After undergoing a psychiatric evaluation to determine if he was fit to testify, Howard Beach attack victim Timothy Grimes exploded on the witness stand yesterday at the first hint of hostile questioning from one of five defense attorneys in the trial.

The tense and volatile Grimes held his temper through about 20 minutes of cross-examination by defense attorney Todd Greenberg in State Supreme Court in Kew Gardens, Queens. But when Greenberg suggested that Grimes had been harassing two women in a red sports car in Howard Beach that night, Grimes lost control. He stood up suddenly, knocked a court microphone away from his face, spat and, in front of a packed courtroom and stunned jurors, said, “Get the – – – out of here.”

Justice Thomas Demakos immediately called for a recess as court officers and investigators from the state special prosecutor’s office rushed to the witness stand to restrain Grimes. Meanwhile, his mother, Martha Grimes, ran to a pay phone where she unsuccessfully tried to reach attorney C. Vernon Mason in an attempt to get Grimes off the stand. Mason had represented her son last year in early stages of the first Howard Beach trial.

During the recess, attorneys from the state special prosecutor’s office also tried to have Grimes removed from the stand on the grounds that he was “mentally incapable of continuing,” said prosecutor James Kohler. Demakos denied the motion.
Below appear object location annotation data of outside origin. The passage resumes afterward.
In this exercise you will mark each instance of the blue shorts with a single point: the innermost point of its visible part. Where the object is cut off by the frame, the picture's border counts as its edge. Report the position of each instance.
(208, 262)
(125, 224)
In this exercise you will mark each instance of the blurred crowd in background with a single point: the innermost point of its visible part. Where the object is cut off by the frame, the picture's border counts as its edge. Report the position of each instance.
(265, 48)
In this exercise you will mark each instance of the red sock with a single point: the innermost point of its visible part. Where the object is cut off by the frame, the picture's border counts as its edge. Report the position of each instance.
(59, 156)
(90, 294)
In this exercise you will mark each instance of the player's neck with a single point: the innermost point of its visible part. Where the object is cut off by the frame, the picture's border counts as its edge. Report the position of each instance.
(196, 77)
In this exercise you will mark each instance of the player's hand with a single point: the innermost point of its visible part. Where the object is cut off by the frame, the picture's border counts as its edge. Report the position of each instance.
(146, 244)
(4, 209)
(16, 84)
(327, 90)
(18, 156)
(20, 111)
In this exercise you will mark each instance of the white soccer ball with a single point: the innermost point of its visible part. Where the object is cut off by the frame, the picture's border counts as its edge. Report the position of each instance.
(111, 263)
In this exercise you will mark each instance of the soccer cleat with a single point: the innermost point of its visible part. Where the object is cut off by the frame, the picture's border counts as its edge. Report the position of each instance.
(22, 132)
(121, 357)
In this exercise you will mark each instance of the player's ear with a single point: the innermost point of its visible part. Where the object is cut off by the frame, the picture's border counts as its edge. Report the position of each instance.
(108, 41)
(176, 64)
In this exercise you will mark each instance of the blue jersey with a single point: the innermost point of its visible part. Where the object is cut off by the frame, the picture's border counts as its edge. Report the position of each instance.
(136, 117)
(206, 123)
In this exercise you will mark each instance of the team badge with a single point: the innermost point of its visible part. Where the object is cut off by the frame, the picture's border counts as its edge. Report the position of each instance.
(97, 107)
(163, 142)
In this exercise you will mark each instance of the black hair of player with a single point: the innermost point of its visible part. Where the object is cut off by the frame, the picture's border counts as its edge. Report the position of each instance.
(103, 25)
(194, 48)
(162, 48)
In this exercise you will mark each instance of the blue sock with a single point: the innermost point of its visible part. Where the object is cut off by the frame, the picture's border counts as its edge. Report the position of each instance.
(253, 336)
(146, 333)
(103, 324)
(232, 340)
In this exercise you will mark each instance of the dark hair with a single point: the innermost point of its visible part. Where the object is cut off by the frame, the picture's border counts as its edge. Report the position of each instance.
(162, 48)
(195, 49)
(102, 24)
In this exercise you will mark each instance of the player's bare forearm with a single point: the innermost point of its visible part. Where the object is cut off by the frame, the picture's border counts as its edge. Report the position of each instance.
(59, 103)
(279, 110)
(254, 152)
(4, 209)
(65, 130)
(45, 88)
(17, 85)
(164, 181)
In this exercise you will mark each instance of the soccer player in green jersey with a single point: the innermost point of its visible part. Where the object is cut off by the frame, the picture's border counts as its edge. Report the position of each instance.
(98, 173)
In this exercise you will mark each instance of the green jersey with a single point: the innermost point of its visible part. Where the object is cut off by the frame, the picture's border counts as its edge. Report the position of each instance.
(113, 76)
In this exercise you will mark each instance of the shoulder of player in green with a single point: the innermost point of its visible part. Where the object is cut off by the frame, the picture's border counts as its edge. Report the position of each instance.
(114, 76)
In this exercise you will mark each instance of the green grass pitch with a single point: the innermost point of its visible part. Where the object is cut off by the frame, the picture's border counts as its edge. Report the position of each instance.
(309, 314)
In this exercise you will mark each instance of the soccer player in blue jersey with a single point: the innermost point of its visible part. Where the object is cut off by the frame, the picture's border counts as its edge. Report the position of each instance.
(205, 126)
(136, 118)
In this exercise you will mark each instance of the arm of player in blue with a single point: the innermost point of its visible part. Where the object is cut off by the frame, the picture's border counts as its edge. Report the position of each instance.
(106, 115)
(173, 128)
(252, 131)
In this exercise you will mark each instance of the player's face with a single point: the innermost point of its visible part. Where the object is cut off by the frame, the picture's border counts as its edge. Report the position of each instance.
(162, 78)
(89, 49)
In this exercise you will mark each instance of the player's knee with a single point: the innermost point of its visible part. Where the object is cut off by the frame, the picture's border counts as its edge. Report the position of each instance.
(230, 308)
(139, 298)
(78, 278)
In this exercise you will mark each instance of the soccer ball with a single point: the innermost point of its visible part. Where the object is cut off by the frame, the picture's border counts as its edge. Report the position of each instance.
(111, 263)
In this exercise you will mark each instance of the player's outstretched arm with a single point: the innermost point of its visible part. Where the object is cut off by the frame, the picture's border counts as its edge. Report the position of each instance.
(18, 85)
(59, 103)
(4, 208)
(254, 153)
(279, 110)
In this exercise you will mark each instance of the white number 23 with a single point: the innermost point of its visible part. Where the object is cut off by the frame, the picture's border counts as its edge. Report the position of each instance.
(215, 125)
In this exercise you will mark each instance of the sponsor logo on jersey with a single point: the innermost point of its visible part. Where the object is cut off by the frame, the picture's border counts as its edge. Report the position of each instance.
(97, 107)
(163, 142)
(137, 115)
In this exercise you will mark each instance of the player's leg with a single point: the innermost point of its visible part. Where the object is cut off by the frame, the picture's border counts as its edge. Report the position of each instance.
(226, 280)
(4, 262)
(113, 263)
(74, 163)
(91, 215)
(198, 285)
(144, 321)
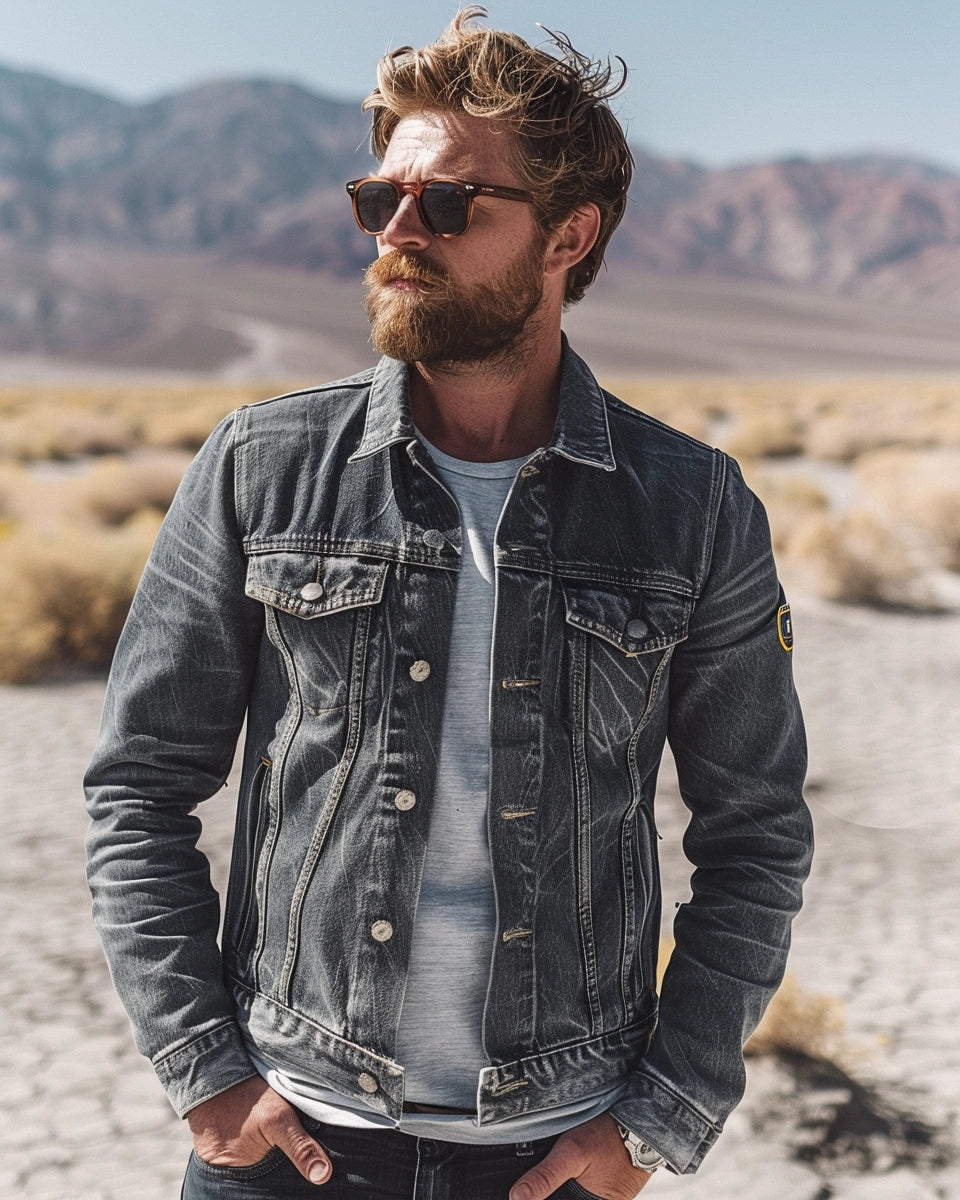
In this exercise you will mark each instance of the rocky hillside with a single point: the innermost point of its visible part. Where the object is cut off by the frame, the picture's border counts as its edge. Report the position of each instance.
(253, 171)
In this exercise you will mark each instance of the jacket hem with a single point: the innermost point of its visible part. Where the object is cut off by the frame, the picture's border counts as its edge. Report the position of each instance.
(667, 1122)
(199, 1069)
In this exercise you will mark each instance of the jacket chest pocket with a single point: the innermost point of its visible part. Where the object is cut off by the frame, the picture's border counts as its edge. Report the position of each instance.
(618, 647)
(319, 617)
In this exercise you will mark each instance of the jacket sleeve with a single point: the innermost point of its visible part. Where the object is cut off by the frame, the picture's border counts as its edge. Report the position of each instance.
(737, 737)
(174, 708)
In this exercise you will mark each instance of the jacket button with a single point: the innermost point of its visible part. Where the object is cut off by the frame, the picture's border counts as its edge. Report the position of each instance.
(420, 671)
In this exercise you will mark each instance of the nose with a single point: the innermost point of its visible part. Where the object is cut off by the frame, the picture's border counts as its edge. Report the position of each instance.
(406, 231)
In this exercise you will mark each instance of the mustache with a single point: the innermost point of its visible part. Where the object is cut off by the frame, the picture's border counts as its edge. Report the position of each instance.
(401, 264)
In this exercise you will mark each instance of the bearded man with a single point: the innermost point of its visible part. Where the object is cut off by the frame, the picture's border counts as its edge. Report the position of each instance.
(461, 601)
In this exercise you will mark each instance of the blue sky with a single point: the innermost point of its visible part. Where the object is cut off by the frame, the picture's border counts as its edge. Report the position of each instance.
(715, 81)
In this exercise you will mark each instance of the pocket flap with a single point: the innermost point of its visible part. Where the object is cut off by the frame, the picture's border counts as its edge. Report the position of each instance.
(310, 585)
(636, 621)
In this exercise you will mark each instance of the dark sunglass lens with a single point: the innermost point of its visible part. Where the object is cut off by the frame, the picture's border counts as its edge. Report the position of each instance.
(376, 204)
(445, 207)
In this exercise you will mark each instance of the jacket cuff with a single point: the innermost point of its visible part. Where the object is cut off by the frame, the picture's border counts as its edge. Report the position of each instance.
(198, 1071)
(660, 1117)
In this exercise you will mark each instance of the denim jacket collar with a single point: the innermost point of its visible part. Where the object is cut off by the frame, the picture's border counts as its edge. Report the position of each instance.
(582, 432)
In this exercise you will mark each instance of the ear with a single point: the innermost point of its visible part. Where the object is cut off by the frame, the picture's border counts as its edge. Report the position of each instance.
(573, 240)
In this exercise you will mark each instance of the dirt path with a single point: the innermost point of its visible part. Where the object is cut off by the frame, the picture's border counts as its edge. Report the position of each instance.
(83, 1119)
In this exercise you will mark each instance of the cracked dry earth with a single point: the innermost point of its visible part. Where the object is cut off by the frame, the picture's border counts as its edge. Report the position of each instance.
(83, 1119)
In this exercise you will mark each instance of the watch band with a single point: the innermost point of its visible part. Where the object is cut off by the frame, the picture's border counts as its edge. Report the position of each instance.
(641, 1153)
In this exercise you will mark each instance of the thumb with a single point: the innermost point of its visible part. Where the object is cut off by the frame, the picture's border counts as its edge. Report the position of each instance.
(543, 1180)
(306, 1155)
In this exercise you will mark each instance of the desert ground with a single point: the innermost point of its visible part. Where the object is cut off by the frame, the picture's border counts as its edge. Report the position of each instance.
(853, 1091)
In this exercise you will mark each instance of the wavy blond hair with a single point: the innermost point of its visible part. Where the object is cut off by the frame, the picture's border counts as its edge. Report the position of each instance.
(570, 148)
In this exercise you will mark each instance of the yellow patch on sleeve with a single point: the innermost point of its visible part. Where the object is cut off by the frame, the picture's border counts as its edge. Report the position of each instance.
(785, 627)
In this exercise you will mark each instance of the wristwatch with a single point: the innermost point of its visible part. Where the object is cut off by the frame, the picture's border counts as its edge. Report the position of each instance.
(642, 1155)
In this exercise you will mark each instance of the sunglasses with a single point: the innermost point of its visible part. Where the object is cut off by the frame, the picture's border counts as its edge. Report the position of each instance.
(445, 205)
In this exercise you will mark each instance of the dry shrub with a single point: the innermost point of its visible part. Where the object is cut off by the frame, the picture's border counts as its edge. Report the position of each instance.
(787, 499)
(853, 418)
(919, 491)
(859, 558)
(765, 435)
(795, 1021)
(51, 433)
(186, 426)
(117, 489)
(65, 598)
(798, 1021)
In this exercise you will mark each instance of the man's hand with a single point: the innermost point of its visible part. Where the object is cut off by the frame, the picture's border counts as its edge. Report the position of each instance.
(594, 1156)
(240, 1126)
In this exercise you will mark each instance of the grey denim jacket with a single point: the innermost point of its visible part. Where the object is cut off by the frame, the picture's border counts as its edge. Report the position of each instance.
(304, 581)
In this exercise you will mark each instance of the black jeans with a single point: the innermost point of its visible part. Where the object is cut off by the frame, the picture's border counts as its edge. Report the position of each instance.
(373, 1164)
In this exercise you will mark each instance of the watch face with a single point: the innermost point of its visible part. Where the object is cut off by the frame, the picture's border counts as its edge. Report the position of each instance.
(641, 1155)
(647, 1157)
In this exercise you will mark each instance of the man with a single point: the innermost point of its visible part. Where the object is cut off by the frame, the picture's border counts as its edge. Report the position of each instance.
(460, 600)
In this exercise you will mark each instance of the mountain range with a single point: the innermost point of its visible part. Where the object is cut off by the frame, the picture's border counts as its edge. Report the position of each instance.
(244, 175)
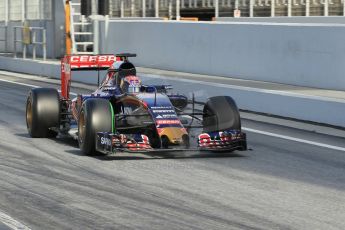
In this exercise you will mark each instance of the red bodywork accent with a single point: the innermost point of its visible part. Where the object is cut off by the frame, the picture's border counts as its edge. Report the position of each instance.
(82, 62)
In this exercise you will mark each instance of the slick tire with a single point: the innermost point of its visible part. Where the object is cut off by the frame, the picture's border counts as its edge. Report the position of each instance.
(42, 112)
(221, 113)
(95, 116)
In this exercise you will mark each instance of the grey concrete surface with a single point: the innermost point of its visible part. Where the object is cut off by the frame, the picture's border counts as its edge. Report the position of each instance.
(299, 54)
(279, 184)
(303, 103)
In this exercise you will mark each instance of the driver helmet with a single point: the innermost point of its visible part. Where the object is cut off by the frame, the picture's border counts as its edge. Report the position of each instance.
(130, 84)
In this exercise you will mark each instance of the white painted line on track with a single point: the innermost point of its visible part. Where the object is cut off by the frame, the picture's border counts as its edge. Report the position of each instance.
(29, 85)
(244, 128)
(294, 139)
(12, 223)
(19, 83)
Grimes was arrested Monday in Coney Island, Brooklyn, on a fugitive warrant from Virginia, where he is alleged to have shot his brother in the face. Prosecutors said they were reluctant to call him as a witness because of his unpredictable nature and because of his courtroom outbursts in the first trial. However, prosecutors knew that the defense attorneys would likely call Grimes if they did not.

At the request of the prosecution, Grimes underwent a court-ordered psychiatric examination shortly before he took the stand. He spent 45 minutes with Dr. Richard Weidenbacher.

Weidenbacher was retained by the Queens Legal Aid Society, which is representing Grimes at the trial. “Grimes said he wanted to testify and the doctor said it would be all right,” Kohler said.

Prosecutors became concerned about Grimes’ mental condition after speaking with a psychiatrist Grimes had been seeing before he left the city last year for Virginia, said Pamela Hayes, a prosecutor with the state special prosecutor’s office. That psychiatrist said Grimes was suffering from “acute psychosis . . . that would not be healed spontaneously,” Hayes said.

Grimes’ brother, Charles, insisted yesterday during an interview that testifying would hurt his brother. Charles Grimes said he believed the death of Michael Griffith in Howard Beach is behind his brother’s emotional problems. Griffith was struck and killed by a car on the Belt Parkway as he was fleeing a group of white teenagers chasing him and shouting racial epithets. All of the victims of the attack were black.

Three of four white youths who stood trial last fall in the case were convicted of manslaughter and assault.

On direct questioning from prosecutor Edward Boyar, Grimes told the jury that about six white youths ran at him and his two companions as they left the New Park Pizzeria on Dec. 20, 1986.